Diante do dilema de tirar ou não tirar a foto falsa do Rafael, os militares cumpririam ordens, os advogados analisariam se isso interessava a causa do seu cliente, os políticos tratariam de tirar proveito, os publicitários avaliariam a possibilidade de associar tal problema a uma campanha publicitária ou ainda como poderiam se promover com isso e os jornalistas hesitariam.

Não é pouco.

Blumentritt: decepção com a posição de Deus

Ter consciência de que há um lado certo e de que se está rigorosamente nele é muito, mas muito complicado. Nos momentos que se seguiram a invasão aliada na Normandia, em 6 de junho de 1944, o general Gunther Blumentritt, ordenança do marechal Von Runsteadt, comandante das tropas de ocupação, entrou em desespero quando soube que Hitler dormia e que ninguém tinha coragem de acordá-lo. “As vezes eu me pergunto de que lado Deus está”.

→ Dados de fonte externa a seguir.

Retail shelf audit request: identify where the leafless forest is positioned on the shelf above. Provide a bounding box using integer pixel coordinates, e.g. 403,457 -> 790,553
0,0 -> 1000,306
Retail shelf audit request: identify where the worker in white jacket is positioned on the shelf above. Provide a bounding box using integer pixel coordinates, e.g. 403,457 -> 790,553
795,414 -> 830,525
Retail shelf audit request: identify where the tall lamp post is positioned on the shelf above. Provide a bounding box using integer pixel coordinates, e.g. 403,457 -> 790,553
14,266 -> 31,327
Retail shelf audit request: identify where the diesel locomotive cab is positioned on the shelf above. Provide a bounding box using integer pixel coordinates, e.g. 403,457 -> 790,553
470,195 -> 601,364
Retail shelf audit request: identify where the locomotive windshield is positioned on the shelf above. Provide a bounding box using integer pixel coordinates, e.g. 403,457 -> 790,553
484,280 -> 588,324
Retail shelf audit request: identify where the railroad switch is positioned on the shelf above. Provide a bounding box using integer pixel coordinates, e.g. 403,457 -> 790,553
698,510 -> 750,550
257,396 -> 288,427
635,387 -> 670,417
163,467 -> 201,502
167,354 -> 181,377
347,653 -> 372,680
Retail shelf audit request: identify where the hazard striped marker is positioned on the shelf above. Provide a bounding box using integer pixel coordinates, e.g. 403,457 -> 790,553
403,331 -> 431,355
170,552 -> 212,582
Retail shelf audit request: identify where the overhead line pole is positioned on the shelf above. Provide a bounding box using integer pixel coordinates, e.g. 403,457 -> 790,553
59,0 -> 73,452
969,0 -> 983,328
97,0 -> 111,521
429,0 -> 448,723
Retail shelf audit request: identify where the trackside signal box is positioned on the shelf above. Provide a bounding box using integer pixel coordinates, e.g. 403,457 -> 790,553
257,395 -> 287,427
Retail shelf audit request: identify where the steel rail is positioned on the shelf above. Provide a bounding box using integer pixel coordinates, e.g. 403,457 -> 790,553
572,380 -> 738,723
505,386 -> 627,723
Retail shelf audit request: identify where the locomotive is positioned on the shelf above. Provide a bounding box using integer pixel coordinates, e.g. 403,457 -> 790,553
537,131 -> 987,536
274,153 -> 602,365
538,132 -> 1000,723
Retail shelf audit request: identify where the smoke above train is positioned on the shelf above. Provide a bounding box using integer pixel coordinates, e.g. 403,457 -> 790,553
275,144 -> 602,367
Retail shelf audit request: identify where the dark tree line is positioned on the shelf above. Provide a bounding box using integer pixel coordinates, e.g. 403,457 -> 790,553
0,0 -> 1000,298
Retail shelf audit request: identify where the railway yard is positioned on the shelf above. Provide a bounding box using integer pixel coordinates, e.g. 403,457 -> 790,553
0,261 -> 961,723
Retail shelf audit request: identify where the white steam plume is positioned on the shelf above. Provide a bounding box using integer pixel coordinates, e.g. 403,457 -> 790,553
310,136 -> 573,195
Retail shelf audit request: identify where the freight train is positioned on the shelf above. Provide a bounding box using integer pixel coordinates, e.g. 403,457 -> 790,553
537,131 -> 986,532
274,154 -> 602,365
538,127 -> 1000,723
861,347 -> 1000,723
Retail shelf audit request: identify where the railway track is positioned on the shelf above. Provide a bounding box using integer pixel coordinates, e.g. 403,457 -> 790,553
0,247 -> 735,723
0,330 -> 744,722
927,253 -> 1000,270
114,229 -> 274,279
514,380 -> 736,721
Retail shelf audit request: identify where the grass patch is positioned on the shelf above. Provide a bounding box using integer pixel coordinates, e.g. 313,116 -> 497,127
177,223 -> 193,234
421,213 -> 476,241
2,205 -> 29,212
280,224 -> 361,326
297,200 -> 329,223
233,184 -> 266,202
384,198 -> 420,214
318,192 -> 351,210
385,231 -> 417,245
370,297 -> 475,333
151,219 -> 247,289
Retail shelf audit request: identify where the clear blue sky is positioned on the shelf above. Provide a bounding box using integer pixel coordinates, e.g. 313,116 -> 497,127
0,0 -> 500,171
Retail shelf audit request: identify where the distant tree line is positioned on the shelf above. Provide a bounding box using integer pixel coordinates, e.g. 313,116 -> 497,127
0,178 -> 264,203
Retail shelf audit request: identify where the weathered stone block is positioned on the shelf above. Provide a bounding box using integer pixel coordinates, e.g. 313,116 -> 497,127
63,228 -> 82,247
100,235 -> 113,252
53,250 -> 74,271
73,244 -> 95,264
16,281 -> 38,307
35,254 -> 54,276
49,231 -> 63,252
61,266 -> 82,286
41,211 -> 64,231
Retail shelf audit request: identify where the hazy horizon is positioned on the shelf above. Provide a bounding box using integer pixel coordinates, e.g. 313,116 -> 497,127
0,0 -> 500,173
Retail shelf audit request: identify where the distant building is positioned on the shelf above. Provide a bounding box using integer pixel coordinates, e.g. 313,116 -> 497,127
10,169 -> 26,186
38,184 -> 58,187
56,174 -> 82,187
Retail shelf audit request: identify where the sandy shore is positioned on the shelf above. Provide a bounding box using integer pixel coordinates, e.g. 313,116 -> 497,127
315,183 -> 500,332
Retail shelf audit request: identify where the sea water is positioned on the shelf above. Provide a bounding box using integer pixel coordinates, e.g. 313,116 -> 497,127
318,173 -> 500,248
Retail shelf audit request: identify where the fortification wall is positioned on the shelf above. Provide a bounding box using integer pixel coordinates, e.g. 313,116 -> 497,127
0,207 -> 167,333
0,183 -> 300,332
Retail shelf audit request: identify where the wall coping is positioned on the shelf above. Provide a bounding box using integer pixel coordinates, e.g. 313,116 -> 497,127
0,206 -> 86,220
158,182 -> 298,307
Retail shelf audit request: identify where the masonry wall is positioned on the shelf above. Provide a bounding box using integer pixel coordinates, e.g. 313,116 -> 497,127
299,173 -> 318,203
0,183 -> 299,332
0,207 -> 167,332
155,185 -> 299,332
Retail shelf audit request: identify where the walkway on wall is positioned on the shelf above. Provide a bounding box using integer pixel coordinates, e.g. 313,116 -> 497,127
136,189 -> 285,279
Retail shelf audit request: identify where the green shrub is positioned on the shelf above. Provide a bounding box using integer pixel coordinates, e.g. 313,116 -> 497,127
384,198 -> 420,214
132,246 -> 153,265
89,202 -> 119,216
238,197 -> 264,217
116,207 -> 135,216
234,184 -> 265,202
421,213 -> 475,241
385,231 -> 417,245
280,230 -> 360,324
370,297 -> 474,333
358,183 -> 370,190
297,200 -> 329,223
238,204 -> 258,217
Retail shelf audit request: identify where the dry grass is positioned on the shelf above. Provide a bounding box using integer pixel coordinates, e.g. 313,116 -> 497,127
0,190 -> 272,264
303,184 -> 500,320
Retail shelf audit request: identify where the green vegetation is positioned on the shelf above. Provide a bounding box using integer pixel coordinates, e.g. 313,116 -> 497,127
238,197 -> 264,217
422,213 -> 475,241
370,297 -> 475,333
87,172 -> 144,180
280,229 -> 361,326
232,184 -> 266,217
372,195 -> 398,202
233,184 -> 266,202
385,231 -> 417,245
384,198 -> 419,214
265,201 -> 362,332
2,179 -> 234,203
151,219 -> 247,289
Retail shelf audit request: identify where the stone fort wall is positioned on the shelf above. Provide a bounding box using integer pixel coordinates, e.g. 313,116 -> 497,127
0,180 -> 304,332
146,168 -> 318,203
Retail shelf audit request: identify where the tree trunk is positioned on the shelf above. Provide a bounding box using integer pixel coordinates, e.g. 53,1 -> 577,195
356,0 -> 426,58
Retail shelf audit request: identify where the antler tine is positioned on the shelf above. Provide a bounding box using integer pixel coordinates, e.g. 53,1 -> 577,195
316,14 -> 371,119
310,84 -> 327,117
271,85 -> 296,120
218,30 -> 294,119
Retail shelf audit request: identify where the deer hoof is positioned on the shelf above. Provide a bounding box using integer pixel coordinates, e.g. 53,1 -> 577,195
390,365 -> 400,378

A história mostraria mais tarde que, certamente, não estava do lado dos alemães. Blumentritt era um general da Wermacht, acreditava que os alemães haviam recebido de Deus a missão divina de dominar o mundo. Provavelmente sofreu muito ao descobrir que as coisas não eram bem assim e acabou no tribunal de Nuremberg.

Exigir de um repórter que ele saiba de pronto de que lado Deus está, o tempo todo, é exigir demais.

Enfim, eu tiraria a foto do Rafael, não tenho dúvidas disso. Mas, passaria o resto da vida diante da dúvida se, afinal, havia tomado a atitude certa.